Graduating senior Alli Bautista looks back fondly on her days as an English lit major. “When I first came to SPU, I wasn’t sure what I was going to major in,” says Alli, like so many students, “but I was very sure of what I didn’t want to study.” She says her “decision boiled down to a few questions: What do I want to know more about and what do I love? And the answer to both was—and still is—literature.
“The English major is about more than just literature,” Alli explains. “I’ve found that it’s an intriguing intersection of history, philosophy, language, and life. I think I’ve learned just as many life lessons from my classes in the past four years as I have about sentence structure and Shakespeare.”
With her usual graciousness and sense of humor, Alli explains: “I’ve met with professors who care about more than just what happens in the classroom, who have taken the time to get to know and invest in me. The classmates I’ve met in the English major have diverse interests that extend outside our realm of study. The classmates that have become friends challenge me to think more deeply and, even more importantly, understand—and sometimes laugh at—my bad literature jokes.”
Congrats, Alli! We will all see you at Ivy Cutting and Commencement next month.
May 11th, 2017 §
Image‘s 14th Annual Denise Levertov Award
Richard Rodriguez
7:00 p.m.
Thursday, May 25
415 Westlake
Seattle, Washington
Hailed by the Washington Post as “one of the most eloquent and probing public intellectuals in America,” Richard Rodriguez in 1982 published Hunger of Memory, a widely read memoir that remains controversial today for its objections to affirmative action and bilingual education.
Rodriguez’s second book, Days of Obligation, on the moral landscapes of Mexico and the United States, was nominated for a Pulitzer Prize. Brown, Rodriguez’s book on racial mixing—the paradox of being brown in black-and-white America—was nominated for a National Book Critics award. His most recent book, Darling, explores the significance of desert landscapes in Christianity, Judaism, and Islam.
In 1992, the federal government honored Rodriquez’s work with the Frankel Prize (the award now renamed the National Humanities Medal). At present Rodriguez is writing a book on why beauty matters.
May 4th, 2017 §
“The We of Me: Writing the Relations that Define Us”

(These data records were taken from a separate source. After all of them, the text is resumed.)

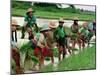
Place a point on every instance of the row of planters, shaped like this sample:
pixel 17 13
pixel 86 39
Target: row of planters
pixel 27 59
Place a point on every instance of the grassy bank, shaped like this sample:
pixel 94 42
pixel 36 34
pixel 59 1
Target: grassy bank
pixel 83 61
pixel 50 12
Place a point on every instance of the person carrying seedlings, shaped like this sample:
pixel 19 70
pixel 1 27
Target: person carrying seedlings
pixel 60 37
pixel 29 23
pixel 43 50
pixel 14 27
pixel 74 31
pixel 83 32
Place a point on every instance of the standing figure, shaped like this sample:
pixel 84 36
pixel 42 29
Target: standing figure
pixel 42 48
pixel 83 34
pixel 60 37
pixel 14 31
pixel 74 32
pixel 29 23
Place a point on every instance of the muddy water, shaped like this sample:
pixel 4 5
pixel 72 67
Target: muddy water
pixel 41 22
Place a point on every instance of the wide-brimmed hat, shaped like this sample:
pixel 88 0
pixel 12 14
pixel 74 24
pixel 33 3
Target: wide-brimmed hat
pixel 14 23
pixel 52 24
pixel 30 10
pixel 76 18
pixel 45 27
pixel 61 20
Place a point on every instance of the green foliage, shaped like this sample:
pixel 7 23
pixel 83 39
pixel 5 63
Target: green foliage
pixel 50 11
pixel 25 47
pixel 34 59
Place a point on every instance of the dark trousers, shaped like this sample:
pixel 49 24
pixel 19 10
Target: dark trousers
pixel 14 37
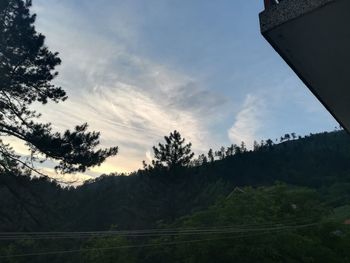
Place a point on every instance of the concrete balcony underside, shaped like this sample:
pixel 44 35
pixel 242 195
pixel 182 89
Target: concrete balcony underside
pixel 313 37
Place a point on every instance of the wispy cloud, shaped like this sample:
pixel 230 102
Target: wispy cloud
pixel 249 121
pixel 131 99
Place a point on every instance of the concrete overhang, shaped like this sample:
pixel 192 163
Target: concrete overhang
pixel 313 37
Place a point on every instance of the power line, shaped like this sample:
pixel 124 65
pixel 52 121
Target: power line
pixel 178 232
pixel 145 245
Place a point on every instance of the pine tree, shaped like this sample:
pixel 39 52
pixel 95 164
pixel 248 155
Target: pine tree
pixel 174 153
pixel 211 155
pixel 27 68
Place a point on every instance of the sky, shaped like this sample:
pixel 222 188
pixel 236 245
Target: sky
pixel 136 70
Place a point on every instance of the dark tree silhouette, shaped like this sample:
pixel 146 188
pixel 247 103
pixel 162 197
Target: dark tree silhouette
pixel 211 155
pixel 27 68
pixel 174 153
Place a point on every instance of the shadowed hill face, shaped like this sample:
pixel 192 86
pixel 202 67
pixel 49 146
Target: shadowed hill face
pixel 146 198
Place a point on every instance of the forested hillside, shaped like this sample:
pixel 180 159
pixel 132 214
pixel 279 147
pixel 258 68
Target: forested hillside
pixel 285 200
pixel 295 191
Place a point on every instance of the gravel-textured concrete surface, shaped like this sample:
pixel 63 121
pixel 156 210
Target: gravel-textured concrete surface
pixel 287 10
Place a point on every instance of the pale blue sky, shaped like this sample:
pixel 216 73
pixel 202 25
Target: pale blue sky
pixel 137 69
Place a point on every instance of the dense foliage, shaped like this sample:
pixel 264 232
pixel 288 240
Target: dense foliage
pixel 27 68
pixel 229 208
pixel 284 201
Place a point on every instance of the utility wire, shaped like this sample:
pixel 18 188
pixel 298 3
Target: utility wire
pixel 150 234
pixel 143 245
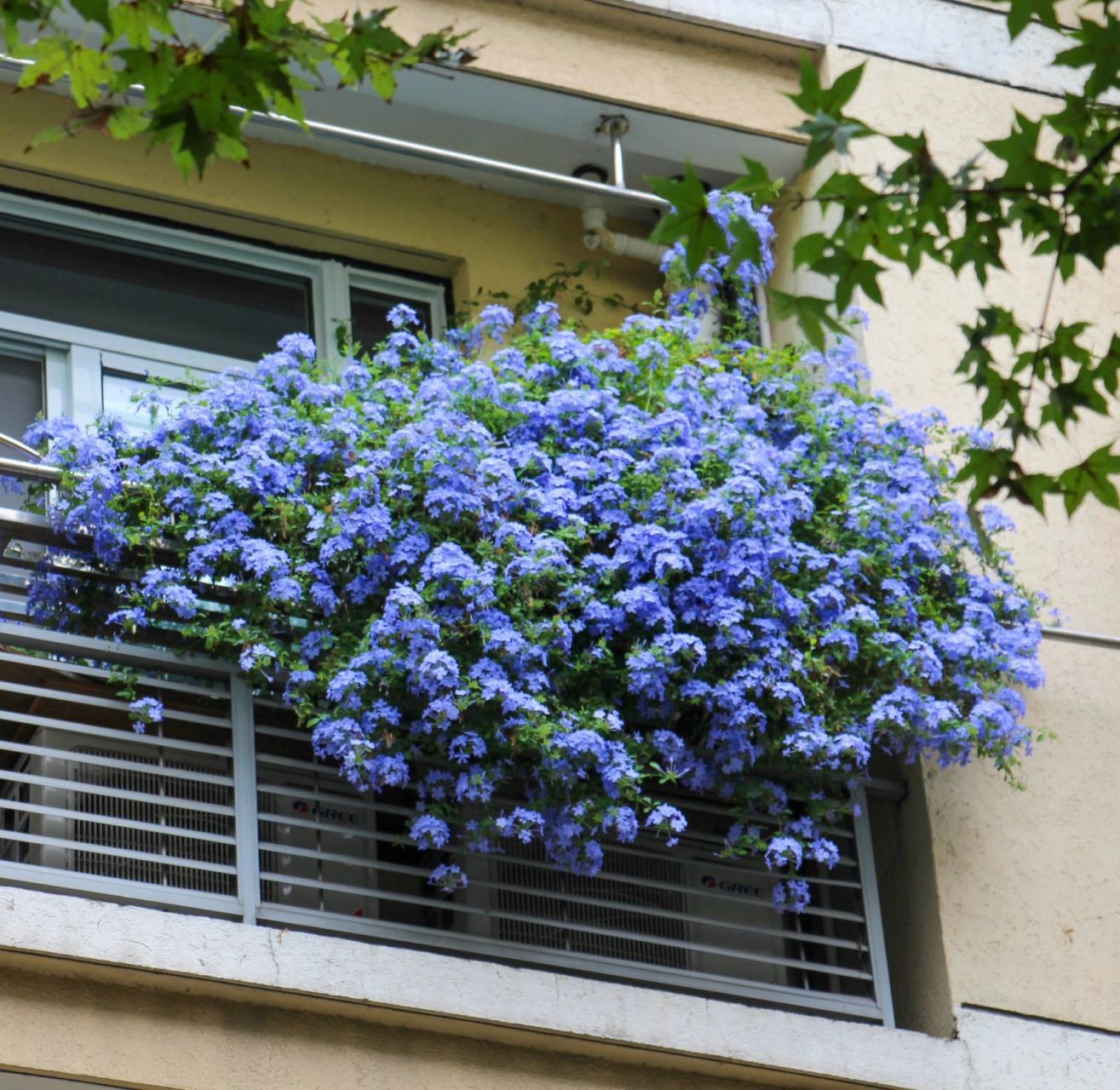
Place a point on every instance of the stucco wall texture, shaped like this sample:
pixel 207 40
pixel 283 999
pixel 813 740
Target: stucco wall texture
pixel 1028 894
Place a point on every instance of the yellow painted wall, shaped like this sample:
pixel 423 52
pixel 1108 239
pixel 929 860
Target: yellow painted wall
pixel 305 198
pixel 129 1030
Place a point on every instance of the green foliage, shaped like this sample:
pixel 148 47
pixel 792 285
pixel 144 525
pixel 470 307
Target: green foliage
pixel 192 84
pixel 1049 183
pixel 566 284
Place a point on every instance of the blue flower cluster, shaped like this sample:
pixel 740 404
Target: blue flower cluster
pixel 562 585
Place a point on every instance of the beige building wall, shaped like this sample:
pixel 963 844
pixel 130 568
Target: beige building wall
pixel 1026 887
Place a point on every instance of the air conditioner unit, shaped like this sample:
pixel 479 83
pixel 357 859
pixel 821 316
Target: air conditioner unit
pixel 670 909
pixel 313 844
pixel 112 800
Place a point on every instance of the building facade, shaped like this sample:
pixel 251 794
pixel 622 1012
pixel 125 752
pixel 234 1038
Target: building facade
pixel 989 929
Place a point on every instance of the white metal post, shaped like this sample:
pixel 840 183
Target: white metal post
pixel 244 798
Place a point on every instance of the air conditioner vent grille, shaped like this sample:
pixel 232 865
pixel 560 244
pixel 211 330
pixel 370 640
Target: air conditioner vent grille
pixel 521 891
pixel 149 778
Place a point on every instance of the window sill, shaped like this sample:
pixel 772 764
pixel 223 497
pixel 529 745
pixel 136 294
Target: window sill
pixel 791 1048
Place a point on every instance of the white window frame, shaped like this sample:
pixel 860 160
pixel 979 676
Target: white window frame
pixel 74 354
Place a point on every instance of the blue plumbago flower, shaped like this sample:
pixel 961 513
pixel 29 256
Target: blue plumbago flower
pixel 543 588
pixel 146 709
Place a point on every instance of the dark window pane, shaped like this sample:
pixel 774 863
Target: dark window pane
pixel 370 316
pixel 139 291
pixel 20 402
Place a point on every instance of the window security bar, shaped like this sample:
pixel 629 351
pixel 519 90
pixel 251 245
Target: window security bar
pixel 221 809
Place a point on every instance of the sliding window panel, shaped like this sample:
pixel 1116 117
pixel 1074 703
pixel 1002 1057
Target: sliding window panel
pixel 146 293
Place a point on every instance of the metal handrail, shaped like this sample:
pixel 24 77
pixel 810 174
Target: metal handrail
pixel 431 153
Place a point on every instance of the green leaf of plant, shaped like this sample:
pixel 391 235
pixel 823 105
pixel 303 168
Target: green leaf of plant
pixel 689 220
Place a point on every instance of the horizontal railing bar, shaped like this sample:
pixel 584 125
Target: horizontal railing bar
pixel 66 696
pixel 121 852
pixel 633 972
pixel 114 821
pixel 379 808
pixel 95 759
pixel 28 874
pixel 567 926
pixel 65 643
pixel 130 737
pixel 116 792
pixel 60 666
pixel 288 734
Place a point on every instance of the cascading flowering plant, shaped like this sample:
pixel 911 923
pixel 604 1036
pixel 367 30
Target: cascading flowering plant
pixel 560 586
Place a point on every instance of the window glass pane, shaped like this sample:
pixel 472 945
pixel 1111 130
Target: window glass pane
pixel 119 390
pixel 20 402
pixel 139 291
pixel 370 316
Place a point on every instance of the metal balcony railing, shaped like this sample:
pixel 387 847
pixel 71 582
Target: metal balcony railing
pixel 221 809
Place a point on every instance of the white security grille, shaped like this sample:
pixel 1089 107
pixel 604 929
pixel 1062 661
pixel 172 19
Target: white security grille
pixel 127 826
pixel 333 859
pixel 89 805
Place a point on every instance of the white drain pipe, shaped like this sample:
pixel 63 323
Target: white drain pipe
pixel 598 235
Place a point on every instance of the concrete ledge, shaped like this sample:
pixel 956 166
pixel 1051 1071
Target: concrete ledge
pixel 994 1051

Thursday, May 4 | 3:00 p.m.
Seattle Pacific University
Library Reading Room

Our stories often find their significance where the “me” and the “we” intersect. This talk will consider the ways the personal essay decenters the self to make room for another’s experience, complicating and enriching the individual in the process.
Isaac Anderson is the 2016-17 Milton Fellow at Image journal. His work has appeared or is forthcoming in Fourth Genre, Image, Portland Magazine, Los Angeles Review of Books, Literature and Belief, and elsewhere, and his piece “Lord God Bird” (Image issue 72) received honorable mention in Best American Essays. He holds an MFA in creative writing from the Ohio State University, has taught at Ohio State, Lenoir-Rhyne University, and Western Theological Seminary, and has been a writer-in-residence at the Kimmel Harding Nelson Center for the Arts.
As Milton Fellow, Isaac is working on a collection of essays titled This Is How the End Begins, a manuscript that examines moments of personal or historic consequence as threshold moments of birth and death, opening and closure. His essays consider subjects such as American identities and rituals, fidelity, addiction, loneliness and prayer, faith and science, cultivating empathy, religious extremism, and contingency as a native part of human being.
This event is free and open to the public. Q&A to follow.